En outre, soutient-il, aujourd’hui, pour les autorités sanitaires, «la grande problématique que nous avons, c’est surtout la gestion des cas graves, des cas sévères et des décès». Et c’est d’autant plus inquiétant pour lui que «c’est ça qui peut mettre en branle notre système de santé». Confirmant que Dakar reste «l’épicentre» de la pandémie, avec 62% des cas, suivie de Thiès, Dr Bousso note cependant qu’il y a aussi deux autres régions où la poussée du virus est forte : Diourbel et Kaolack. «Ce sont des régions où on a des infections nouvelles et qui sont très importantes», dit-il.
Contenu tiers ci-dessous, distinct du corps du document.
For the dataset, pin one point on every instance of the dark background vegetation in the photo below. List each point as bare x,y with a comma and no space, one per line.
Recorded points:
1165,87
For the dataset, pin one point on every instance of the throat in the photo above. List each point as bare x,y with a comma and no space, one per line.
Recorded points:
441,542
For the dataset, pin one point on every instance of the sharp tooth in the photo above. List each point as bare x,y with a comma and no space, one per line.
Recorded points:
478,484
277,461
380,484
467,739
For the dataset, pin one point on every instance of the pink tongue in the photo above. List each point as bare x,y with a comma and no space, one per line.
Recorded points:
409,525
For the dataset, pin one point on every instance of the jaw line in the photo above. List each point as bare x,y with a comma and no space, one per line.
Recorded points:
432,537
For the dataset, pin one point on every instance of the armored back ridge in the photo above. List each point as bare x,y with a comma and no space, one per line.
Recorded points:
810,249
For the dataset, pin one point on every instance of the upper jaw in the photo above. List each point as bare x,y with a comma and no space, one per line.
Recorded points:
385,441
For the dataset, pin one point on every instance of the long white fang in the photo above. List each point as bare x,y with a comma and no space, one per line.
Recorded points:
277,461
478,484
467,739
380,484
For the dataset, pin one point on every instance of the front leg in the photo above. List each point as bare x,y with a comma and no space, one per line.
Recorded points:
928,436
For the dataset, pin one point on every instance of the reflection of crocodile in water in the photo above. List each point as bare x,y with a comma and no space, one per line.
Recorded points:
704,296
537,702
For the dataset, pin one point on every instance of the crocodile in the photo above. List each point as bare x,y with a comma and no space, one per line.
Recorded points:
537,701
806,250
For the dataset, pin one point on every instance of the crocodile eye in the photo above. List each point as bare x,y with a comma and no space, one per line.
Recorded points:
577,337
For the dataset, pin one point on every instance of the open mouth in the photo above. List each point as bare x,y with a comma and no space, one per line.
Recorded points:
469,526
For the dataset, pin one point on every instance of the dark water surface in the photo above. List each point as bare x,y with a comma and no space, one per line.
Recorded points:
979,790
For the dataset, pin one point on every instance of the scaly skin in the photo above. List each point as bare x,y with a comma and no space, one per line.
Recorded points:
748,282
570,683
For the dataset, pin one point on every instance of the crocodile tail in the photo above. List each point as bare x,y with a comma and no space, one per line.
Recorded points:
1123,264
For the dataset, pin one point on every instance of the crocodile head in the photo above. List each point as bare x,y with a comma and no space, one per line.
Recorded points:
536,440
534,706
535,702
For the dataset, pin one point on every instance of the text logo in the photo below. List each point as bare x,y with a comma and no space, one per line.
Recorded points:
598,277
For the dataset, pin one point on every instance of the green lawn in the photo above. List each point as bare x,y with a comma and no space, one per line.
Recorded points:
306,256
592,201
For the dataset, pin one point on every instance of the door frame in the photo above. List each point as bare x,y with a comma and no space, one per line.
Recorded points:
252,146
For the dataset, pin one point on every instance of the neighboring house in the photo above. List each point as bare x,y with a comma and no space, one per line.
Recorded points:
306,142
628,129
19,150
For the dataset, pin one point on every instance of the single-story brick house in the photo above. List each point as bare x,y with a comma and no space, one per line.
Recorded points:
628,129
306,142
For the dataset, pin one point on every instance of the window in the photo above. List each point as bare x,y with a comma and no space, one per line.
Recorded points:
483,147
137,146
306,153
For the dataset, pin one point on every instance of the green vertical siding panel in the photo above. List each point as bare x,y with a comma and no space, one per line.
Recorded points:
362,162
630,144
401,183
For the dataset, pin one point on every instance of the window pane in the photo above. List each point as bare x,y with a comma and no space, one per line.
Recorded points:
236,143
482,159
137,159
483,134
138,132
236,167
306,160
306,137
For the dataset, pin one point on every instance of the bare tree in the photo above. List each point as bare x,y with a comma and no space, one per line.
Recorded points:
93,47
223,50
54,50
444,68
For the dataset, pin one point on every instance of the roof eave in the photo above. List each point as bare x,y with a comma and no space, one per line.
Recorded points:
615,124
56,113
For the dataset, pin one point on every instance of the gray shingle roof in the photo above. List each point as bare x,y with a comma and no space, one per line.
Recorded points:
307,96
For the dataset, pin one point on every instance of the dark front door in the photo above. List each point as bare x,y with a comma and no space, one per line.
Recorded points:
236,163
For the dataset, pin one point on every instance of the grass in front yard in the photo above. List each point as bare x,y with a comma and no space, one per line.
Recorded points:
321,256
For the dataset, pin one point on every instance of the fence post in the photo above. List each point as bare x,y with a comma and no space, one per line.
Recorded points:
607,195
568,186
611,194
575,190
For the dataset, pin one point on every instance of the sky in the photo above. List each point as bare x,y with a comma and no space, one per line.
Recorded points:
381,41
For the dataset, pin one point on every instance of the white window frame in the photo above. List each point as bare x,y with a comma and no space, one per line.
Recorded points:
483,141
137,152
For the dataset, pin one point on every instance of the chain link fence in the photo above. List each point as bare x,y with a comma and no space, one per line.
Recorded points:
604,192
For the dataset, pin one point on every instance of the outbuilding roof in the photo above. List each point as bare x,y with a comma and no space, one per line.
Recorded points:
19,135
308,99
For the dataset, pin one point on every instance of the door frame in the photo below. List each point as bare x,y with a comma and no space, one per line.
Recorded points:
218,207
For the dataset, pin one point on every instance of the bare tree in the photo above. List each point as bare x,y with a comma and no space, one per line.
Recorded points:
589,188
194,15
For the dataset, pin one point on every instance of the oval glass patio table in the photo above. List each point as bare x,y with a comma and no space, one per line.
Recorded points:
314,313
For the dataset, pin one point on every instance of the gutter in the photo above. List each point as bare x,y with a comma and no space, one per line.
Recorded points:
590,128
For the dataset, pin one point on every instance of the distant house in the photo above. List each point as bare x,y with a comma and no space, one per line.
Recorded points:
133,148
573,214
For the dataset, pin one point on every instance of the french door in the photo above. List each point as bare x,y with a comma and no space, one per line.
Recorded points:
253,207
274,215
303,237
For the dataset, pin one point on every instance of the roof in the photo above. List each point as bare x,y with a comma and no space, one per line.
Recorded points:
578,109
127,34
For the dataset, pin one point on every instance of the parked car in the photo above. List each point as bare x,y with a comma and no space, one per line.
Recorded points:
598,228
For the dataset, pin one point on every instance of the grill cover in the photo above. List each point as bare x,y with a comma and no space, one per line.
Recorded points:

Pour les variantes qui commencent à gagner le monde, le Directeur du Cous reconnaît qu’elles sont «plus contagieuses», et que «si ils se propagent dans le pays, nous aurons plus de contaminations». Toutefois, soutient-il que pour le moment, les séquençages faits sur des groupes cibles n’ont pas montré la présence de ces variantes (sauf celle britannique découverte sur un patient étranger qui est guéri depuis lors). Mais il pense qu’on peut déjà considérer que ces variantes sont là, parce qu’on ne peut pas mener le séquençage sur tous les cas positifs. «C’est lourd et coûteux», explique-t-il.
«Il ne faut pas qu’on ait cette impression que ce sont les jeunes qui portent la virus, qui disséminent la maladie…»
Interpellé sur le cas de l’école et le fait que les jeunes (élèves et étudiants) soient une niche de contamination, même s’ils ne tombent pas souvent malades, mais pouvant contaminer leur entourage, Dr Bousso pense qu’il faut changer ce regard sur la situation. «Il ne faut pas qu’on ait cette impression que ce sont les jeunes qui portent la virus, qui disséminent la maladie… Non il ne faut pas fonctionner comme ça», affirme-t-il. Pour lui, même si l’école est un endroit propice à la propagation du virus, avec certaines mesures, comme la réduction des heures de cours, on peut s’en sortir sans la fermer. «L’école est un environnement particulier qui rassemble un certain nombre de personnes. Ils sont nombreux ; ils sont dans un espace réduit, et ils n’ont pas tous les meilleurs comportements. Donc il est acceptable qu’on puisse réduire le temps de séjour des élèves dans ces environnements-là. Ça permet de réduire les transmissions». Réaffirmant qu’il ne «faut pas voir les élèves comme un facteur de contamination», Dr Bousso pense que «si c’était le cas, on aurait plus de cas, parce que l’université a commencé depuis octobre ou même septembre, et les élèves en novembre».
«Il ne faut pas voir les élèves comme un facteur de contamination…Si c’était le cas, on aurait plus de cas»
«Et c’est après plus de trois mois qu’on a commencé à avoir ce nombre élevé de cas». Dès lors, il demande de «relativiser» sur les risques de transmission à l’école. Pour lui, le plus important est de respecter la stratégie mise en place par le ministère de l’Education nationale, en relation avec le ministère de la Santé. «Sinon, soutient-il, si on va dans cette logique, on va dire : fermons les écoles, fermons les universités. Mais jusqu’à quand ?» Une interrogation d’autant plus importante pour lui, que «ce virus va être encore là» et qu’il «faut vivre avec» en s’adaptant et en mettant en place une stratégie adéquate pour faire face.